On the applications in this chapter
- Predicting house prices (Case Study 1). The hedonic-pricing model — price as a linear function of attributes — is a standard topic in econometrics and real-estate analytics; search "hedonic regression" or see any applied-regression text. Production automated-valuation models add hundreds of features, regularization (ridge/LASSO, which modify the normal equations by adding to $A^{\mathsf{T}}A$), and careful train/test evaluation — the data-science layer at linear regression. The multicollinearity hazard (when feature columns are nearly dependent and $A^{\mathsf{T}}A$ is near-singular) is the practical face of our full-column-rank condition; see any regression text's treatment of the variance inflation factor, and Chapter 38 on the condition number.
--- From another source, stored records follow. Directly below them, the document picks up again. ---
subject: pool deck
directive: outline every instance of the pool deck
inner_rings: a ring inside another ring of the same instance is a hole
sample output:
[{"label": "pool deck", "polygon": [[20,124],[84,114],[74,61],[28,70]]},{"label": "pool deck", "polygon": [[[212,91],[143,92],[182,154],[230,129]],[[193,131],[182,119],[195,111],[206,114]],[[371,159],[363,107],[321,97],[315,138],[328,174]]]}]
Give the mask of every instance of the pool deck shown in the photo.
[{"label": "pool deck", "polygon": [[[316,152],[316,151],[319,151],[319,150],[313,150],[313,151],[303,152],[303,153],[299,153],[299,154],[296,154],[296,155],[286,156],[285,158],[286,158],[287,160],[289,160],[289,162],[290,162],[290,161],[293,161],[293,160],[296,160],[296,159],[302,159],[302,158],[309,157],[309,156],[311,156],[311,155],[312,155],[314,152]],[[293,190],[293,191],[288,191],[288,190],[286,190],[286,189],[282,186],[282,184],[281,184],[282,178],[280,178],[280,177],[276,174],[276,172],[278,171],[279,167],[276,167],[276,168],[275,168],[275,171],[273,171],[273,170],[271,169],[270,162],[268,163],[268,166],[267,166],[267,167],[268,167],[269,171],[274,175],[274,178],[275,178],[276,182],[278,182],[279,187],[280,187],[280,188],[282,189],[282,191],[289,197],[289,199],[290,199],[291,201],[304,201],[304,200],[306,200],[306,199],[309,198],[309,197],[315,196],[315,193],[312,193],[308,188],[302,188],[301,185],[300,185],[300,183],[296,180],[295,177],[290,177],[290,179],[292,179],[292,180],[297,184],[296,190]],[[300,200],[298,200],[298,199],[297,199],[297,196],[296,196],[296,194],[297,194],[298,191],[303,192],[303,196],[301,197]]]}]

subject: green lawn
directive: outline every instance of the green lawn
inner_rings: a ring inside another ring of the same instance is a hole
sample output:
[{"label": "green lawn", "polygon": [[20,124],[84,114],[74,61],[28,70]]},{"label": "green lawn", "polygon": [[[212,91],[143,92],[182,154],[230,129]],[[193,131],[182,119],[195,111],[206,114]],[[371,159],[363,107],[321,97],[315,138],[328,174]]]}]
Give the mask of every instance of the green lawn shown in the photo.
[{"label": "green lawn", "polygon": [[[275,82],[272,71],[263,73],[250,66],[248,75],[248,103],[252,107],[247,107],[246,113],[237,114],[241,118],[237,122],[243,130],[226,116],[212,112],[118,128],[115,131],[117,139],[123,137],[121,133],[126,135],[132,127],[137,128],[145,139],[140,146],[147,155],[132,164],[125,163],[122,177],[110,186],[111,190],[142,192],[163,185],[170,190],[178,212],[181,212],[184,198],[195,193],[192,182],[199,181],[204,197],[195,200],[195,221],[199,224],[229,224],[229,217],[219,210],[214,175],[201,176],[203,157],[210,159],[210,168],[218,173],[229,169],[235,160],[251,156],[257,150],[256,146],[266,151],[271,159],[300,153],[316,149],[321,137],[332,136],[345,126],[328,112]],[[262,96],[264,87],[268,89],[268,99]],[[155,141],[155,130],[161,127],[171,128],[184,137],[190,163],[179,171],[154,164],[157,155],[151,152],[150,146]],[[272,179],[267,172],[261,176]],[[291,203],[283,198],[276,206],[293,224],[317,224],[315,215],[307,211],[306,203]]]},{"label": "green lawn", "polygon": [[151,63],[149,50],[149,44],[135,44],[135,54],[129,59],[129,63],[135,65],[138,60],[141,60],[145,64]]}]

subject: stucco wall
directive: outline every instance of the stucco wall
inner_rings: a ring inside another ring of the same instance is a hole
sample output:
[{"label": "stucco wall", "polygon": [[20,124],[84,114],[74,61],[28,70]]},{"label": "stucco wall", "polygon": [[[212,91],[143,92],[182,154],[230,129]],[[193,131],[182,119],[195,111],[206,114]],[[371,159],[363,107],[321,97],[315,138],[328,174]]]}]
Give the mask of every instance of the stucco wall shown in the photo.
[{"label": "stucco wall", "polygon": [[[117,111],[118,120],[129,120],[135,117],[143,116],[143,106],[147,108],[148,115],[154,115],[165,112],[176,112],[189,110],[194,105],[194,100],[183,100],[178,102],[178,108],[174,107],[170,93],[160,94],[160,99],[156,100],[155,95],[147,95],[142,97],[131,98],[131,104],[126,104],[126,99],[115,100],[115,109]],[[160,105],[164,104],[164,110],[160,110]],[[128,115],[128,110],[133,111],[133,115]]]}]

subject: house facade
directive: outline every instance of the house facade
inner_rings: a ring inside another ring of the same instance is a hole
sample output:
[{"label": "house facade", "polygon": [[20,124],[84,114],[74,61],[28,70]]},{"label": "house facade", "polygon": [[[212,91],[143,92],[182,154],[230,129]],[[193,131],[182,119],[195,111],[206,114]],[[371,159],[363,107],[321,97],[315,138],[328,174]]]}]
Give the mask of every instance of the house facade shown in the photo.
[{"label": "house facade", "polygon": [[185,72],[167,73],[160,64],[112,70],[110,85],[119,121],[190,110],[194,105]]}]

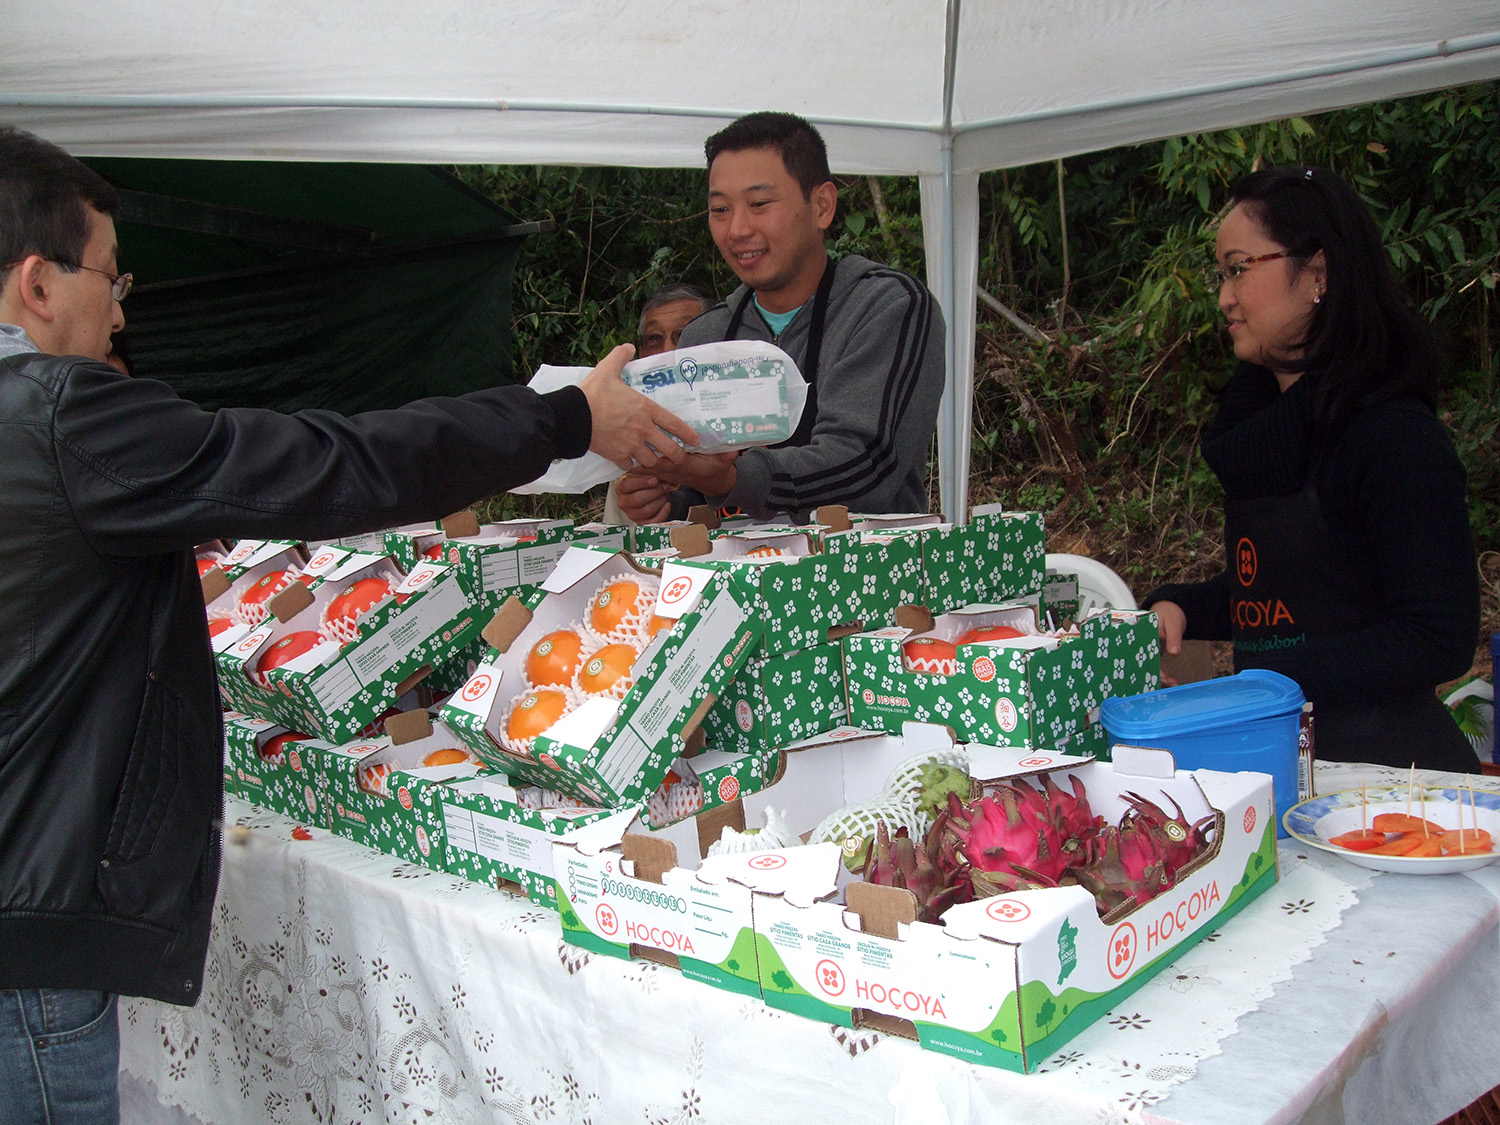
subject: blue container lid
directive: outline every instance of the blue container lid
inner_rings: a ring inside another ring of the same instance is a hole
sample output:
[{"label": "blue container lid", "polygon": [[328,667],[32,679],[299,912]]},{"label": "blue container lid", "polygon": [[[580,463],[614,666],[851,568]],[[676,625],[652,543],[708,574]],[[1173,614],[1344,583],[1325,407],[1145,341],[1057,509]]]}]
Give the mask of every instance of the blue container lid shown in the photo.
[{"label": "blue container lid", "polygon": [[1302,710],[1297,681],[1264,668],[1235,676],[1114,696],[1100,707],[1110,738],[1170,738]]},{"label": "blue container lid", "polygon": [[1490,634],[1490,655],[1500,656],[1500,633]]}]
- Sensor calibration (Case Study 2). Least-squares calibration of instruments is covered in any measurement-and-instrumentation or experimental-physics methods text; look for "calibration curve" and "polynomial calibration." The thermistor and thermocouple examples are classic — thermocouples in particular use high-order polynomial calibrations (NIST publishes the standard coefficients), a real case where the Vandermonde ill-conditioning of §17.9 forces QR or orthogonal-polynomial fitting. Curve-fitting in the physical sciences, including weighted least squares (when measurement errors differ point to point), is treated in Bevington & Robinson, Data Reduction and Error Analysis for the Physical Sciences.
- The statistics behind the geometry. This chapter is deliberately the linear-algebra view; the inferential view — standard errors on the coefficients, confidence and prediction intervals, hypothesis tests, the Gauss–Markov theorem (why least squares is the best linear unbiased estimator under standard noise assumptions) — lives in regression in statistics and any mathematical-statistics text. The bridge is the assumption that the residuals are independent Gaussian noise, under which the least-squares projection coincides with the maximum-likelihood estimate.
A note on where this is going
The projection idea you used informally here is formalized in Chapter 19 (the orthogonal-projection operator and the matrix $P$), made computationally safe in Chapter 20 (QR), and generalized to every matrix in Chapter 30 (the SVD and the Moore–Penrose pseudoinverse, which solve least squares even when $A^{\mathsf{T}}A$ is singular). The same "best approximation in a subspace" reappears in Chapter 22 as Fourier series — projecting a function onto a basis of sines and cosines — and underlies the matrix-factorization recommenders and final-layer regressions of Chapter 33. Least squares is the first and most important place the four-subspaces picture turns into a tool you will use for the rest of your quantitative life.